Originally posted by Nicolas06 The problem to me is that this is not THAT easy.
If you make a camera with shorter registration distance you get:
- smaller WA
- bigger teles (you'll never find a DA70 or FA77 natively on a short registration distance APSC/FF).
In any case if the camera is smaller it is more limited in terms of ergonomics and handling. In term of features too. Sony latest A7 camera with SR are as heavy as K30/K50/K-S2...
Then if you change the registration distance AND work with contrast AF, you need different lens design. Sigma explained it. You need much smaller/ligher focus group so it can move back and forth very fast, something that contrast AF require. Meaning that you "legacy" K-mount lenses are never going to work that great on the new mirrorless. This is going to be slow.
This would mean that really only the new natives lens will work really well and that you need 5-10 years to get a complete ecosystem. That's another issue.
Now there the competition. What do you expect your product will bring that other will not and that will drive sales?
- K-mount support remove the size argument and add other issues with existing K-mount lenses.
- Supporting any lenses through manual focus. Not a differentiator, any camera ever made does that as long as the lens cover the image circle and that it comes with longer registration distance... Going short registration distance sure help but that's temporary. If everybody go short registration distance, you get back to initial state pretty quickly.
- An EVF? That's standard feature.
That's not that easy !
To me a K-02 with EVF, phase detect AF and proper design would allow for 400g K-mount camera that would do very well with a collapsible kit zoom, the DA20-40 or the DA/FA ltds. It is far easier to design a small/light standard K-mount body than to create a new mount.
Since you didn't quote anyone, I'm not quite sure with whom you are disagreeing. But you can say that you are disagreeing with me.
To me, the term K-02 implies an MILC; is that what you are referring to in the last paragraph?
I believe it is quite
possible that we are approaching another tipping point:
(1) when I got my first 35mm camera in 1969, almost every store in the US sold Koda
chrome film, which was the only reliably-available color film; some time in the next few years, Koda
color became the ubiquitous color film. I don't know exactly when it occurred, but it occurred over a fairly short period of time. People like me continued to use Kodachrome as long a Kodak manufactured it, but you had to support color negative in order to succeed.

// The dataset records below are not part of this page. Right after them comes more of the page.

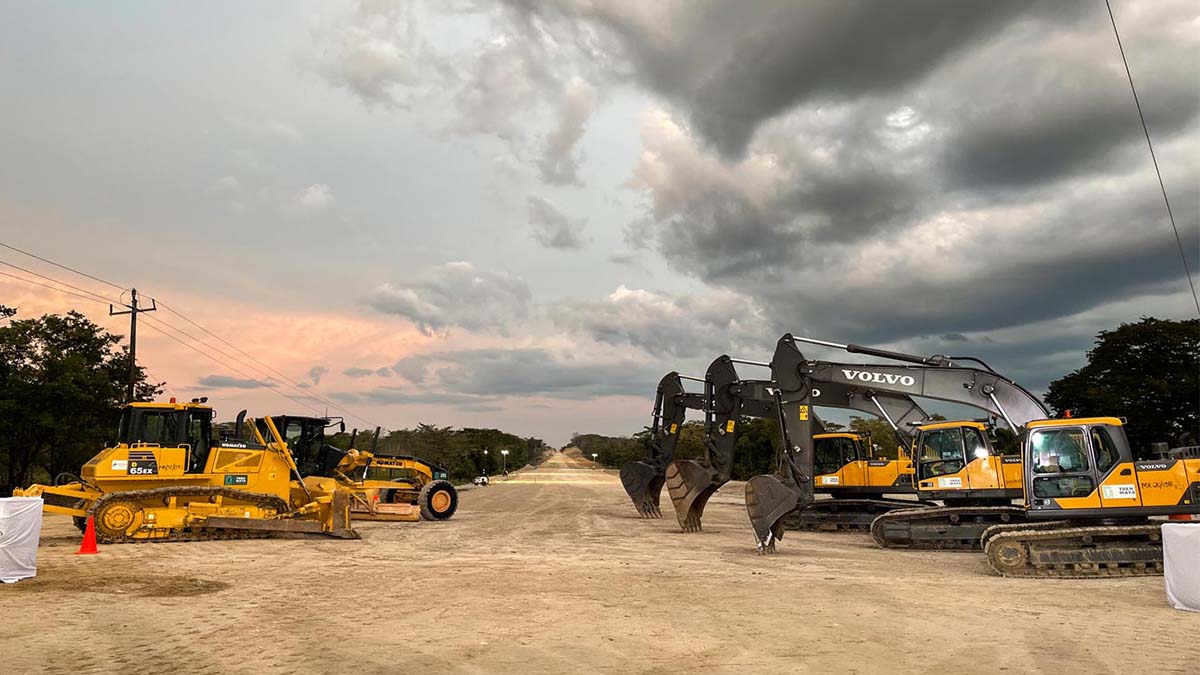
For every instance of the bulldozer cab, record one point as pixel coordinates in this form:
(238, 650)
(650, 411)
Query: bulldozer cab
(171, 425)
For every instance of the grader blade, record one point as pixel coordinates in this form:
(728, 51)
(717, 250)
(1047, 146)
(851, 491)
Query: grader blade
(690, 484)
(643, 483)
(768, 500)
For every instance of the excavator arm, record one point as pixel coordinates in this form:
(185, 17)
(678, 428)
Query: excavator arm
(691, 483)
(643, 478)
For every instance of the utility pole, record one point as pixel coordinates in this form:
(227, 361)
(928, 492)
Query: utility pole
(132, 310)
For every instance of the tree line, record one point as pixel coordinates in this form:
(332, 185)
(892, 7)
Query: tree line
(63, 383)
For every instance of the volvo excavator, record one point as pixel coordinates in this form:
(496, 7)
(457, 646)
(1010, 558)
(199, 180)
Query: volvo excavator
(1089, 503)
(858, 490)
(168, 479)
(975, 485)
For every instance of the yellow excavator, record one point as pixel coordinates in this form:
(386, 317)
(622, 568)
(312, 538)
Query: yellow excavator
(397, 488)
(1089, 505)
(167, 479)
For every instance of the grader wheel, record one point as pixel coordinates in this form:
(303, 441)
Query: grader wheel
(438, 500)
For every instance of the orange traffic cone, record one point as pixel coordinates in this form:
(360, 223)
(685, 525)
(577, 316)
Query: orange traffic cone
(89, 539)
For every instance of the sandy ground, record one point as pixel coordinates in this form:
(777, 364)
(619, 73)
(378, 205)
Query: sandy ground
(552, 572)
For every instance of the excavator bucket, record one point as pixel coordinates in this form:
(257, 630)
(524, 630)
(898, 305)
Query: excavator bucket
(690, 485)
(768, 500)
(643, 483)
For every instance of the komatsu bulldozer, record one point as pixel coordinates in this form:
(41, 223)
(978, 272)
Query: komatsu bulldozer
(397, 488)
(167, 479)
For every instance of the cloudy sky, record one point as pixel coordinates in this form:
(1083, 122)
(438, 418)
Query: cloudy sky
(521, 214)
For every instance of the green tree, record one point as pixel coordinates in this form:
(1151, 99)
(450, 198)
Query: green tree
(881, 435)
(1147, 372)
(61, 387)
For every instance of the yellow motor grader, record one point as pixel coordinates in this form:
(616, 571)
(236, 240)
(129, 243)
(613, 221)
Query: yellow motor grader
(397, 488)
(167, 479)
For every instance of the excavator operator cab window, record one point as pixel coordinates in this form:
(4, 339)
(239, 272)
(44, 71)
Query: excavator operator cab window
(972, 441)
(831, 454)
(941, 452)
(1060, 464)
(1107, 454)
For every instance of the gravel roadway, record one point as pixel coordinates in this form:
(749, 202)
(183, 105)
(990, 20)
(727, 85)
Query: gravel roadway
(552, 571)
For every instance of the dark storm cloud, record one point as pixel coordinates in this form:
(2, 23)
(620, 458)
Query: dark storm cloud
(700, 326)
(456, 294)
(552, 228)
(735, 65)
(523, 372)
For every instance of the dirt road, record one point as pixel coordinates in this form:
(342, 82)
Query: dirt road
(552, 572)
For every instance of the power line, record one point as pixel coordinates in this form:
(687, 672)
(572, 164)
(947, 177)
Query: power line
(262, 366)
(96, 296)
(1145, 130)
(243, 363)
(239, 371)
(63, 266)
(53, 287)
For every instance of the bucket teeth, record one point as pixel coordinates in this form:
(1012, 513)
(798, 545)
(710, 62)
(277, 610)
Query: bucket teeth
(643, 484)
(690, 485)
(768, 500)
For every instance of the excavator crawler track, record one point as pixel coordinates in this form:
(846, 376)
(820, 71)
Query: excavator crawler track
(136, 500)
(1078, 553)
(941, 527)
(844, 515)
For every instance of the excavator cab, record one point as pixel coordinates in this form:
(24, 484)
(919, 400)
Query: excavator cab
(957, 460)
(832, 453)
(1084, 466)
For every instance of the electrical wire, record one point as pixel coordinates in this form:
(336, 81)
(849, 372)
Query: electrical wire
(83, 293)
(1179, 240)
(261, 368)
(11, 248)
(97, 296)
(52, 287)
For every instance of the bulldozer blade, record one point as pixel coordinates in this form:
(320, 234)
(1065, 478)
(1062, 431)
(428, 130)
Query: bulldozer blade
(643, 483)
(768, 500)
(690, 485)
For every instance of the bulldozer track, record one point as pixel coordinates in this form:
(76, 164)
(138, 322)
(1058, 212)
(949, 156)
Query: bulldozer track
(941, 527)
(843, 515)
(192, 533)
(1078, 553)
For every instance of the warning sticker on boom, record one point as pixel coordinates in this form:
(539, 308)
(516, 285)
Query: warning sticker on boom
(1125, 491)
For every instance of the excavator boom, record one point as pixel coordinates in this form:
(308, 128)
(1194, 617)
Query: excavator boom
(643, 478)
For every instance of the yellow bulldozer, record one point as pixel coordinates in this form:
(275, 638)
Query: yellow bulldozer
(168, 479)
(397, 488)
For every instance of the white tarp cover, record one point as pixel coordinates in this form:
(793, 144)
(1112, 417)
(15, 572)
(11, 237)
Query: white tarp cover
(21, 527)
(1181, 565)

(2) when I bought my Pentax Super Program in 1984, MF was the norm; when I bought my Canon EOS in 1995 (I didn't like the Pentax AF system) AF was the norm. I don't know exactly when we went from MF as norm to AF as norm, but my sense is that it happened over a fairly short period of time. I suppose you could still sell an MF camera in 1995, but not very many of them. Interestingly enough, I believe that Pentax's drop in market share came roughly during this time period, and I expect that Canon's in-lens AF system may have a lot to do with their becoming the most popular camera system.
(3) again, I'm not real certain about the years, but I believe that the switch from film to digital occurred over a fairly short period of time, maybe 2003-06. You can still sell film cameras, I guess (at least, I still see film for sale in stores), but I'm not sure you can succeed as a camera company if all you make is film cameras.
(4) MILC? This is still a question, but my belief is that we could be reaching a point where MILC dominates over DSLR. We will still see DSLR, especially at sports venues, but it is also quite possible that the proportions could switch in just a few years. This could be very good news for Sony, Olympus, and a few other companies, and very bad for the others. Thus, I feel that a small company like Pentax needs to take advantage of the agility that should come with small size and be ready to release an APS-C or FF MILC in a matter of months.
I have learned a lot in recent days by just asking questions. Until recently, I hadn't realized that focusing on a modern DSLR is partly a matter of faith - the body seems to send instructions to the lens, trusting that the lens will do it correctly; if I understand correctly, that "faith" part is what causes the front/back focusing issues that seem so strange to me (I had always expected that AF would work as I did/do MF - rotate back and forth until the image actually is in focus). My understanding is that the most recent MILC cameras use a hybrid focusing system - use the "traditional" DSLR method to get close, and then use a contrast system to get it right. Ultimately, that sort of system may end up being the preferred method, because it will eliminate all the tuning of lenses that seems to bog people down. In any case, Pentax needs to be prepared to roll out a system that supports hybrid focusing on an MILC body. In order to maintain their K-mount base, they may need to include a full-featured adapter with every camera, but your earlier paragraphs argue for a new shorter-registration distance mount. Your earlier words seem to say that a purely K-mount system will have trouble competing with the focusing speed / accuracy I'm expecting to become the norm in just a short period of time.